Emory nurses theater Aug 2020

Each year the 10-year-old Dance Canvas does a series at the Ferst Center for the Arts. Its dancers also perform outdoors at such spots as Atlantic Station and the Atlanta BeltLine.

For Angela Harris, executive artistic director at Dance Canvas, this time off has forced bigger existential questions about the essential nature of the art she practices and how that may need to shift dramatically.

She’s been teaching classes over Zoom this summer and saya it’s been challenging to keep everyone on the same count — everyone heard the music differently through different speakers.

Dance Canvas did find success moving its summer program online with a dance-on-film focus and partnering with Atlanta Contemporary Art Center to stage work from the choreography residents that explores systemic injustice and racism. The performances, mostly solos and duets, will take place outdoors at the Center’s Pavilion this month and next. Plans aren’t yet firmed up, but the performances are likely to be streamed on some combination of Dance Canvas’ website and/or the Contemporary’s website and perhaps social media platforms.

Still, the question remains: How do you do the art in a safe way when it might change how that art is created in the first place?

“With dance, it is body to body, sweat to sweat,” Harris says. “I can’t wrap my head around how to bring a show we’ve already choreographed, how to do that and still maintain social distancing. Masks almost don’t matter because the dancers are so close together.”

Emory nurses theater 2020

The Center for Puppetry Arts’ Jill Nash Malool, its museum director, cleans a museum wall at the Midtown theater. It continues to do shows virtually; only the museum is open to in-person visitors.

Kristin Haverty, a puppeteer and producer at the Center for Puppetry Arts, has similar concerns. “The Emory students were asking what we would be open to, and for certain changes in procedures, it was like, ‘Absolutely.’ But in a lot of ways, some of those changes would change the art. It would change the ability to tell the story.”

She also says some ingrained ideas about self-care would need to dissolve.

“There’s a huge thing in the theater that as long as you can stand, the show must go on,” Haverty says. “This was a wake-up call in terms of saying ‘No, we need a robust understudy system that supports artists.’ Of course the cost for theaters and producers will go up dramatically, but I think it’s essential to take care of yourself looking forward.”

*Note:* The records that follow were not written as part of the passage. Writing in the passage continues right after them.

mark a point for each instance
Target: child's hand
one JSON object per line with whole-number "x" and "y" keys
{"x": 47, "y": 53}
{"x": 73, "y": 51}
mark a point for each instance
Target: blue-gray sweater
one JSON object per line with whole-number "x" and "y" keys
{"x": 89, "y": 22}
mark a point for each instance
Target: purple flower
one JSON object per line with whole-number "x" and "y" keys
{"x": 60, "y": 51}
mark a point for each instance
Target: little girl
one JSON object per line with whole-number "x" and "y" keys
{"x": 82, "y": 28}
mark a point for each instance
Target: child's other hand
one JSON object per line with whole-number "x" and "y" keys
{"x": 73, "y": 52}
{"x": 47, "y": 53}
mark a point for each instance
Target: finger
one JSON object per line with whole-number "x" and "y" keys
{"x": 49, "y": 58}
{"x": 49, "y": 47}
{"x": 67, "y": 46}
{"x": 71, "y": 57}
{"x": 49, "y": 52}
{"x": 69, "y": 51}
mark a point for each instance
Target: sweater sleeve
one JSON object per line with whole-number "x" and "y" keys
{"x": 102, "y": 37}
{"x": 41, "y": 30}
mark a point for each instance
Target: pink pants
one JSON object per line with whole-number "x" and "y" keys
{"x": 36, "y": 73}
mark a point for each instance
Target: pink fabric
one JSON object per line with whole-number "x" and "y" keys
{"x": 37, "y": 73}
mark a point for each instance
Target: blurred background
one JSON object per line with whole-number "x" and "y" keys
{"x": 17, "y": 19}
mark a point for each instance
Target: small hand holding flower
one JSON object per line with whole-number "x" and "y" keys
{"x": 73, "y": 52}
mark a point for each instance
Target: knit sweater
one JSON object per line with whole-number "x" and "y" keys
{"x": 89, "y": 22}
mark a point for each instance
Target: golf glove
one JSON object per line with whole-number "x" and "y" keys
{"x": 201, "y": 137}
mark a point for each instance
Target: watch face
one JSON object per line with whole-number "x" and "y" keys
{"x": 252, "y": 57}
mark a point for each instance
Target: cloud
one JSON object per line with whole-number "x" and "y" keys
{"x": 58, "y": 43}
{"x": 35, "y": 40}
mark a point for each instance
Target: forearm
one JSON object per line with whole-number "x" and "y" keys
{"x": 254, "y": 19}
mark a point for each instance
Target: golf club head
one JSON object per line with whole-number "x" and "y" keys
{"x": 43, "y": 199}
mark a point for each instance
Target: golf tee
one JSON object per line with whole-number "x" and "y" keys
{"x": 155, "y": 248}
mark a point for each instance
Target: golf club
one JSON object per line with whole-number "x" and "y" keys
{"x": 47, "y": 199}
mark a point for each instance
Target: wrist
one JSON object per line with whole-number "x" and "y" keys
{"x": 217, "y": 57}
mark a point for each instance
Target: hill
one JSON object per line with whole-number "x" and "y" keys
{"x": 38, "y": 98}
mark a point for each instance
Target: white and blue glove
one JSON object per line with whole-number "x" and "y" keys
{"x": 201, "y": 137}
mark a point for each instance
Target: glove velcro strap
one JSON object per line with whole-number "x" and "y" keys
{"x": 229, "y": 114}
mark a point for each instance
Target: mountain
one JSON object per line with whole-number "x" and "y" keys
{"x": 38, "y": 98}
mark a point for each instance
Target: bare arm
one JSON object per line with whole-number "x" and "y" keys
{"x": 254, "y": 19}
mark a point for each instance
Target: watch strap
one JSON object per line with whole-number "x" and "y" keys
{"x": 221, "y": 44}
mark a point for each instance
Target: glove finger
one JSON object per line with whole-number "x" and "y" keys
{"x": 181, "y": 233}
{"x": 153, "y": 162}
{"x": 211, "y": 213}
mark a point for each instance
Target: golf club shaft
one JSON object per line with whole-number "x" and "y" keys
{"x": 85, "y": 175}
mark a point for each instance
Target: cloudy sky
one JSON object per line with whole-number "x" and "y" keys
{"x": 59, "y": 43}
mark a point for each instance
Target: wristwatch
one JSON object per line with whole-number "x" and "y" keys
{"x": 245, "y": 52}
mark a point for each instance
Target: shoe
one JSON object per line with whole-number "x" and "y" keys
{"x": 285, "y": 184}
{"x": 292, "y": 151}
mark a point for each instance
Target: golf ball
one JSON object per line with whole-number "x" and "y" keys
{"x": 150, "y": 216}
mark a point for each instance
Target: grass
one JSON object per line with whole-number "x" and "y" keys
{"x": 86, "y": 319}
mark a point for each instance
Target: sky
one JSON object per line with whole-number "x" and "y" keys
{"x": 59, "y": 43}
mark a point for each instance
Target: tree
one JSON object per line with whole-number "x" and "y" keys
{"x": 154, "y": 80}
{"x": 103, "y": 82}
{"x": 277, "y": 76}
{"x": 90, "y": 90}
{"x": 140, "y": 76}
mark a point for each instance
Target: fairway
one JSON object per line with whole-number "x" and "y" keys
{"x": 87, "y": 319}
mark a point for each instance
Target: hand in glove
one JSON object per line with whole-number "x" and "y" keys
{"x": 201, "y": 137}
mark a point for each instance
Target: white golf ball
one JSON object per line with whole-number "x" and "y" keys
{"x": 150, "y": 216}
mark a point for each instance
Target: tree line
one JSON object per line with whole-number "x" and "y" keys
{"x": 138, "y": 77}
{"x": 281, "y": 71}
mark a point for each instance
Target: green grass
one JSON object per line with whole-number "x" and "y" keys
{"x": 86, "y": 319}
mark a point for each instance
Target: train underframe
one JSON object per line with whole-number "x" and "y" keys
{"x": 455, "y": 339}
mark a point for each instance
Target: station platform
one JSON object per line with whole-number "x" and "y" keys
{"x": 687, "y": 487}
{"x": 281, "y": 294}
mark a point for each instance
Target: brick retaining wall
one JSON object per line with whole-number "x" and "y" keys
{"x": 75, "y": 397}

Theaters will need to embrace change or perish, True Colors’ Stephens-Albright says.  Some plays that rely on intimate, quiet moments, presented in smaller spaces, may not happen. If the only safe recourse is having an April-to-September season performed outdoors, then that’s what she’ll do. “The runs will get shorter,” she says. “The model will change.”

Dance Canvas’ Harris says her company and the other theaters in the coalition all seem up to the task. “I mean, we’re dancers, so we are used to pivoting.”